Not that anyone familiar with the Philadelphia quintet would expect Jesus Piece to fuck around on their second album. Their debut Only Self was an instant classic of hardcore that typically gets hyphenated with some act of physical violence – “beatdown,” “slam,” and so forth. It was also Stereogum’s top hardcore album of the year, but that was in 2018. I don’t think we need to recap everything that transformed hardcore in the five years since; all you need to know is that Soul Glo and Knocked Loose are playing Coachella this weekend.

But even beyond the bottle-up-and-explode impact of the pandemic and Glow On, both Heard and drummer Luis Aponte have expanded Jesus Piece’s horizons; Heard joined metalgaze institution Nothing as a bassist, while Aponte was recruited by Charli XCX for her Saturday Night Live performance. If this seems like an outrageous miscasting for a metal/hardcore drummer, consider Aponte’s multi-hyphenate hustle as an electronic musician (LU2K) and fashion model for the NYC menswear band Noah.

Though the video for lead single “An Offering To The Night” looks like it could have appeared on either Headbanger’s Ball, TRL, Yo! MTV Raps, or even Amp — notice the Aphex Twin hat that pops up during the Life Is Peachy-style breakdown — …So Unknown doesn’t strike me as a Glow On-style crossover event.

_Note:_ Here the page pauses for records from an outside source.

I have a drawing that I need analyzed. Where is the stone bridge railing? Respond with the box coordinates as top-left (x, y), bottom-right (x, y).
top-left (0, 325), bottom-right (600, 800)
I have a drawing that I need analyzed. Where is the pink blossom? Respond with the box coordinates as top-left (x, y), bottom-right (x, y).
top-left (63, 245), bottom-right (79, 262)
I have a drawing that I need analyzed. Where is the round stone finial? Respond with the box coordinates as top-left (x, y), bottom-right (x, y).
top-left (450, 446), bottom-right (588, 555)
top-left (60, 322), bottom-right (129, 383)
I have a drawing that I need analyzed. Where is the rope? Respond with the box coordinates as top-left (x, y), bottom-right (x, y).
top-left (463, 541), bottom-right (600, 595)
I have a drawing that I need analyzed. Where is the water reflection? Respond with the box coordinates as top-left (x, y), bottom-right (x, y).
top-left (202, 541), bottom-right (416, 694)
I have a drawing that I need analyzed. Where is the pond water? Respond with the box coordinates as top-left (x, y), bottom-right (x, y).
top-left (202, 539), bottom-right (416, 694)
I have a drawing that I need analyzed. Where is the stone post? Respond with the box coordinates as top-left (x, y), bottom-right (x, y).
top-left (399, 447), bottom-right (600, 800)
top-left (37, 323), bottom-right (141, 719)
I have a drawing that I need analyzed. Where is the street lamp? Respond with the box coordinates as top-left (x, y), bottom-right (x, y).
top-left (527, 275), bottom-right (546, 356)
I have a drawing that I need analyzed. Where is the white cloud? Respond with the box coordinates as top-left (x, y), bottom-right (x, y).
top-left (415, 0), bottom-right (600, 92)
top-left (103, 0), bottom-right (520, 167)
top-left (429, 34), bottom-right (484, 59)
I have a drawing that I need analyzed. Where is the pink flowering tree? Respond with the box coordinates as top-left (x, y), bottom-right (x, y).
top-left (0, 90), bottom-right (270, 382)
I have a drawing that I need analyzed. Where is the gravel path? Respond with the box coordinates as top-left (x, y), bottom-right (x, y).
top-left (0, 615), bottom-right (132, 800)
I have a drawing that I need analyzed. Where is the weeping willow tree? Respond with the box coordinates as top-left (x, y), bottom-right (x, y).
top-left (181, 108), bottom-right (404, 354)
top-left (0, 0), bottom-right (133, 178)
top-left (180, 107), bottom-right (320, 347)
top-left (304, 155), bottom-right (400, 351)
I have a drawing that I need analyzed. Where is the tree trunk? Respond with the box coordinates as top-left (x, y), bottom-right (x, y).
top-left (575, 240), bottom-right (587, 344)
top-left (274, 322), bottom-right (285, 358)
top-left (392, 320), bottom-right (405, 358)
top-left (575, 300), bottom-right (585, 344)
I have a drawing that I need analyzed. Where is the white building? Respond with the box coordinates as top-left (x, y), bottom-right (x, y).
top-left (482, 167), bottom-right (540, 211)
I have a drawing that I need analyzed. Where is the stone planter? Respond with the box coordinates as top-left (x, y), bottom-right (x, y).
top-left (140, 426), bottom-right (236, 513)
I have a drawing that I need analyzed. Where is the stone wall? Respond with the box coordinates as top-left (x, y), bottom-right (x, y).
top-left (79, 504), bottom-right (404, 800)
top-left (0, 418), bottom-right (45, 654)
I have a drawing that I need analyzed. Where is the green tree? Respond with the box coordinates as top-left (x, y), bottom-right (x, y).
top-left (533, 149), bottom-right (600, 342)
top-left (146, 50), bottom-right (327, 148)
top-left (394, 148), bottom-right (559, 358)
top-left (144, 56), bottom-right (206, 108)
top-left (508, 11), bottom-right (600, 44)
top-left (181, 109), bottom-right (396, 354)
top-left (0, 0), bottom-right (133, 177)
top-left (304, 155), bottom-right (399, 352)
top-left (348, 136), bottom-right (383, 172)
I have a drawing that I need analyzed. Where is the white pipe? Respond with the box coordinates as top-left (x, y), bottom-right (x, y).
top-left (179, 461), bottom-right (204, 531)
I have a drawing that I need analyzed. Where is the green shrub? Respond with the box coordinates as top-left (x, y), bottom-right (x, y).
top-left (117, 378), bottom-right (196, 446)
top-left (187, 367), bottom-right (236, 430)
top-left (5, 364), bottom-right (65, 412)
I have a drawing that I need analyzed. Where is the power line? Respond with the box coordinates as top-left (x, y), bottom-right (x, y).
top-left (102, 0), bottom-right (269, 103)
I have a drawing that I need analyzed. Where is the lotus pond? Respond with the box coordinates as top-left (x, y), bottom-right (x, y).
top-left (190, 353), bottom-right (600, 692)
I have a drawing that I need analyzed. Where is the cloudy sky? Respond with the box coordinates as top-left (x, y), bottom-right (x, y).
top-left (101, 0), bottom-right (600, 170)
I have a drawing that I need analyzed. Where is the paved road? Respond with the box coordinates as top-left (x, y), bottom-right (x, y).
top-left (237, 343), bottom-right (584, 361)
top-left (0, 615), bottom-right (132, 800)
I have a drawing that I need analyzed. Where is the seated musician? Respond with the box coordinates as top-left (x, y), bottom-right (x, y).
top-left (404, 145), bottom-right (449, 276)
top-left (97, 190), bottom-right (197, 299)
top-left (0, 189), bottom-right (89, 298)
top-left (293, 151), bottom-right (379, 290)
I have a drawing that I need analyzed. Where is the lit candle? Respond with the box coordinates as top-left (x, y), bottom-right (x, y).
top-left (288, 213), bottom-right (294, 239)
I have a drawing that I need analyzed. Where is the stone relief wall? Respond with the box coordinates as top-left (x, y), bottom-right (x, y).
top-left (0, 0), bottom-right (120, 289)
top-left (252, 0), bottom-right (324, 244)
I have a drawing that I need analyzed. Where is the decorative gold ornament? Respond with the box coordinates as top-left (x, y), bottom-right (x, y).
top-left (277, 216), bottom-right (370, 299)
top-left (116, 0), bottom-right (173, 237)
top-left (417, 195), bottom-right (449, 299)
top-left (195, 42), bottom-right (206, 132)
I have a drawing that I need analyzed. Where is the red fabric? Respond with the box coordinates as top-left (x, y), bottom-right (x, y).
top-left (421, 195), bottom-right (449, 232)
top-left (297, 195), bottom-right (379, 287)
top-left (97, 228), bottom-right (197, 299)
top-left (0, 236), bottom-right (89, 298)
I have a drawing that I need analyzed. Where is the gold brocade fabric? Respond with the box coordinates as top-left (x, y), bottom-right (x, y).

It’s certainly more melodic than Only Self, in addition to being more rangy, more technical, more nü-metal, just more in general. Still, what stands out most of all is Heard’s focus on, well, focus itself. “I was very scattered, a legitimate wild man for a lot of years,” Heard shares as we take refuge within the Jesus Piece tour van while Scowl soundchecks.

Even putting Jesus Piece’s ambitions aside, Heard’s priorities have been clarified by fatherhood. “I lack certain points of focus chemically, so I have to overcompensate and cut shit out, do my part to make sure I’m staying on the straight and narrow and we’re all doing the best we can.” Heard doesn’t want to dwell on what he’s cutting out, so much as what where his attention can be directed. Just take a look at the song titles: “In Constraints,” “Tunnel Vision,” “Fear Of Failure.”

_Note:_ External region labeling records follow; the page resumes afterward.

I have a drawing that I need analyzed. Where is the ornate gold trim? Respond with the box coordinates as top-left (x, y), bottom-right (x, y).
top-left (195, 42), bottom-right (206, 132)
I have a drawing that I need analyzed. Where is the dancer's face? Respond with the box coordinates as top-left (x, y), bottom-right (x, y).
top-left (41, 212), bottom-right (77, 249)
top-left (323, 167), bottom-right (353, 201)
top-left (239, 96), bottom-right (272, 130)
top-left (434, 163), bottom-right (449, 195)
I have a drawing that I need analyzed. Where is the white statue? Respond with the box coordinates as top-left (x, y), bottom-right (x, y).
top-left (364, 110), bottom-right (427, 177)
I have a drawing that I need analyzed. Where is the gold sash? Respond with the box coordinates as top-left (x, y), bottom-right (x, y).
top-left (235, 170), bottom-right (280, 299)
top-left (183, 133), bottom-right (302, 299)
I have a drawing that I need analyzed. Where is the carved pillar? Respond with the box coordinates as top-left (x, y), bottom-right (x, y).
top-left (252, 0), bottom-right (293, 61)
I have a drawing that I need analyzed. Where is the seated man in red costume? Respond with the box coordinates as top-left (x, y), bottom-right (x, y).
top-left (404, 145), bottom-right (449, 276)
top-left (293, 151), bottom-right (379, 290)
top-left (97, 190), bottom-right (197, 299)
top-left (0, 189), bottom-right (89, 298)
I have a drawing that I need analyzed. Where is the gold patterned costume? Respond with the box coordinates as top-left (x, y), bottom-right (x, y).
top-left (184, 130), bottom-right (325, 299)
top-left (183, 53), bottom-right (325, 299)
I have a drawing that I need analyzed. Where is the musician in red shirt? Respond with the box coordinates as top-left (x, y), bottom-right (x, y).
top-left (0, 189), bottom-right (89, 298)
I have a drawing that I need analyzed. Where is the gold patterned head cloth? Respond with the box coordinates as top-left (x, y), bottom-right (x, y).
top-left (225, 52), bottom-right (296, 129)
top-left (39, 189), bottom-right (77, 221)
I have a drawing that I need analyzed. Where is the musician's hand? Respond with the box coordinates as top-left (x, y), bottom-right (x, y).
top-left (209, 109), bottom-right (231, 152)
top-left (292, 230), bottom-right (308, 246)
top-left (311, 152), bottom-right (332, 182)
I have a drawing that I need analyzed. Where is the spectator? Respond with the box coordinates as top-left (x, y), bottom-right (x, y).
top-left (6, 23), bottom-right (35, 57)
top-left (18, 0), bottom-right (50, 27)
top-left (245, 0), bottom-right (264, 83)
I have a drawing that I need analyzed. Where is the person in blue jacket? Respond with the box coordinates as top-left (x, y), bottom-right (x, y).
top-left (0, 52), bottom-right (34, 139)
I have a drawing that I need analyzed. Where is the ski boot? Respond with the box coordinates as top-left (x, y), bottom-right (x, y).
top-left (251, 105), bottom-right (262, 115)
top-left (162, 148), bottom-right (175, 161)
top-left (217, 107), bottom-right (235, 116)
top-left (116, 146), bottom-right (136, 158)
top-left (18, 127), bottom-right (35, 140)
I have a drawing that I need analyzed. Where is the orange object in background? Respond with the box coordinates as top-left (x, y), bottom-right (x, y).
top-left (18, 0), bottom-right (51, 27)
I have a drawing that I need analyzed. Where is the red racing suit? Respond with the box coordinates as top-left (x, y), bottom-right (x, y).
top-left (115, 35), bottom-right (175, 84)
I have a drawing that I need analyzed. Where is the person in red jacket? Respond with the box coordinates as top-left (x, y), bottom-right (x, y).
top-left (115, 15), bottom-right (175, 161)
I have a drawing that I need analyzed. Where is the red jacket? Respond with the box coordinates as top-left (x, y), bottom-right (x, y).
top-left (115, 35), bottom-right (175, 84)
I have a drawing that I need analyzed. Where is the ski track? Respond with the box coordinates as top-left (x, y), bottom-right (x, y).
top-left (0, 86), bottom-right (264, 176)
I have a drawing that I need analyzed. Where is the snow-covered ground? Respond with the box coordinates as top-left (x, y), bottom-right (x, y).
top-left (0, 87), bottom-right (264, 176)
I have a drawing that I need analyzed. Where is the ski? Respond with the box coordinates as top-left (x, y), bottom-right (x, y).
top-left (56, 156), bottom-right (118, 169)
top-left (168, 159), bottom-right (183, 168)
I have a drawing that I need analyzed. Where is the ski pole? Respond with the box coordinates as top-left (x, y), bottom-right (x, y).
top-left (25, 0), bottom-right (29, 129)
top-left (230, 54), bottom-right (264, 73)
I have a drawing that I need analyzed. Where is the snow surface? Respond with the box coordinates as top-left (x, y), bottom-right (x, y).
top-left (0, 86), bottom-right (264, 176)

Not that you should take the latter as evidence that Jesus Piece are lacking in confidence, even as they’re in the midst of what might end up being a generational tour. Both Scowl and Zulu are weeks away from releasing some of hardcore’s defining works of the year, and even the new material is going off in an abnormally cramped room. Brick By Brick estimates its capacity at 200-400; when the World World Tour heads to Santa Ana, Los Angeles and Berkeley within the next week, the venues will fit at least three times that. Though the mutual admiration between the bands on the World War Tour is apparent to anyone in attendance — they’re often sharing the stage together as collaborators or just fans — nothing obscures Heard’s tunnel vision when it’s time for Jesus Piece to wreck shit. “I’m not worried about what Scowl or Zulu is doing, as soon as we pop up, I know exactly what the fuck is happening.”

To put in perspective how long it’s been since the debut, people who were in their early teens for Only Self are going to college now.

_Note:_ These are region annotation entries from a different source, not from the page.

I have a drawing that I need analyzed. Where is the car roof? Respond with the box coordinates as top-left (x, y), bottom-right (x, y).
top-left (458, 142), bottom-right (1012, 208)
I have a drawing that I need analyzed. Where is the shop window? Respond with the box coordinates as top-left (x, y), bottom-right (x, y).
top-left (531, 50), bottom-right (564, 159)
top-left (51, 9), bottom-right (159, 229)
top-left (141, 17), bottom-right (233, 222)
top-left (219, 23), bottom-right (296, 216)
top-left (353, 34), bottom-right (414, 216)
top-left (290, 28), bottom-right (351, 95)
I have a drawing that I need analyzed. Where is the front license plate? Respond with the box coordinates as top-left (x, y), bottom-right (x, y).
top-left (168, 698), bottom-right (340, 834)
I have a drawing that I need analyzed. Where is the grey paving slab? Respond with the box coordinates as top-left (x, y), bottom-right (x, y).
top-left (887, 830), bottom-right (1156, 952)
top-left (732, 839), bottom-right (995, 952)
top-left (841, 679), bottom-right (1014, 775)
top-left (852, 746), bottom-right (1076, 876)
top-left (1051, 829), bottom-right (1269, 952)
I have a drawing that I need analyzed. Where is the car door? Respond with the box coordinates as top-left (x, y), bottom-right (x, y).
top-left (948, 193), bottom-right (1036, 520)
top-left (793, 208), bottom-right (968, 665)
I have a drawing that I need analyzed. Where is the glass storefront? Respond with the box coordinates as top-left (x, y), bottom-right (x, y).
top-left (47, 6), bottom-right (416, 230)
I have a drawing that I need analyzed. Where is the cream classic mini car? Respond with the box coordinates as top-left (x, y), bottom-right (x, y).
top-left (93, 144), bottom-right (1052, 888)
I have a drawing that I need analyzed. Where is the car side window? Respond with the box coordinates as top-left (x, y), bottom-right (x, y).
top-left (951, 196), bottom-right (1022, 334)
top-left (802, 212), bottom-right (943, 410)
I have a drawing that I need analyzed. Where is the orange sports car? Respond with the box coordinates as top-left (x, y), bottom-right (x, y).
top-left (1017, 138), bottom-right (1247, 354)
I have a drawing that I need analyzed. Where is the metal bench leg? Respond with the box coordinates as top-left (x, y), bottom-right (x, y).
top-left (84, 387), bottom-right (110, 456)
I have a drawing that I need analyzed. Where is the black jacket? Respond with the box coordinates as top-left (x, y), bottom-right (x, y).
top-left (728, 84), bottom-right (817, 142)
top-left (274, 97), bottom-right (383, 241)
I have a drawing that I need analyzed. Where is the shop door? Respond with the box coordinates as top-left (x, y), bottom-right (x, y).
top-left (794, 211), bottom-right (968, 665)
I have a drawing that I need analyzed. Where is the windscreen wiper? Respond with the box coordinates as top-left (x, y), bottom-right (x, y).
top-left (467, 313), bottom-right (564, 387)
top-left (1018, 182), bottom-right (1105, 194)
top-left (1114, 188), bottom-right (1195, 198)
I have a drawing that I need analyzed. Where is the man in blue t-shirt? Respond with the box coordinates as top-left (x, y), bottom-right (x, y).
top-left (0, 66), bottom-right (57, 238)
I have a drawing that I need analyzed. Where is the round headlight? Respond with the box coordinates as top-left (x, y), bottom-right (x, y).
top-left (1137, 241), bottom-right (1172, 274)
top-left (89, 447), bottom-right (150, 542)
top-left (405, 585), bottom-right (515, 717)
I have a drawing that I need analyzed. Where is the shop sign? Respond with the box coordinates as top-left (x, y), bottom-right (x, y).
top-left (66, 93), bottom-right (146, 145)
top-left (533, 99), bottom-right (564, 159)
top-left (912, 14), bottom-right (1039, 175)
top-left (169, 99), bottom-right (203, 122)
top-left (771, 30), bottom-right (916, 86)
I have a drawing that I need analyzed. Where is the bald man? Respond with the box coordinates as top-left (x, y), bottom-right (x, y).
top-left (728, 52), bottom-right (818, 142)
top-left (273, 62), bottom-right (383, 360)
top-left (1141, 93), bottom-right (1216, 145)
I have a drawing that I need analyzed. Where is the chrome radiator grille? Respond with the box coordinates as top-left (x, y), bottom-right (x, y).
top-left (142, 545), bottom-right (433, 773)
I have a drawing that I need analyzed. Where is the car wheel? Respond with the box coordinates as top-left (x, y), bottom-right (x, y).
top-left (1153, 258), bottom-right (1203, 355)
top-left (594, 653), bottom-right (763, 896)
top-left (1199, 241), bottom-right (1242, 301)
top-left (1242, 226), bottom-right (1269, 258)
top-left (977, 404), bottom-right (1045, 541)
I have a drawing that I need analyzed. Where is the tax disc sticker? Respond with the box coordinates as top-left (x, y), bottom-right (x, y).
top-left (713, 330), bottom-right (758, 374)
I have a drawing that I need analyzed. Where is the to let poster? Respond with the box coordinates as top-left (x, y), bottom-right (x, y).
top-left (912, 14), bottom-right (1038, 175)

AARON HEARD: It’s been a half decade since [Only Self] and collectively, we’re like damn…we’re getting old. That has come up every day, we meet kids and they’re like, “I’ve been listening to you since middle school.” What? I’m a dad now and you’re not that far off from my kid.

LUIS APONTE: Even [with other bands] on this tour — “Seeing you in this area, it was a big show for us and now we’re on this together.”

HEARD: Kat who sings for Scowl, said, “Your show got me into this.” It was one of the first she went to, she met Malachai [Greene, Scowl guitarist] at that show. When we were doing it, we were just busting our ass so hard that we weren’t necessarily thinking about the longterm effects of what we were doing. But it’s very cool to see it coming around.

APONTE: I still don’t fully understand it.

Was there a similar gateway band for you growing up?

HEARD: I didn’t start getting into it until I was in late high school. I wasn’t into heavy music, I was into some punk stuff, Tony Hawk: Pro Skater shit. It took a little bit to find shit that was going on around town and linking with the community. But when it did, I’d watch bands like Agitator, Mother Mercy, the classic Philadelphia shit like that.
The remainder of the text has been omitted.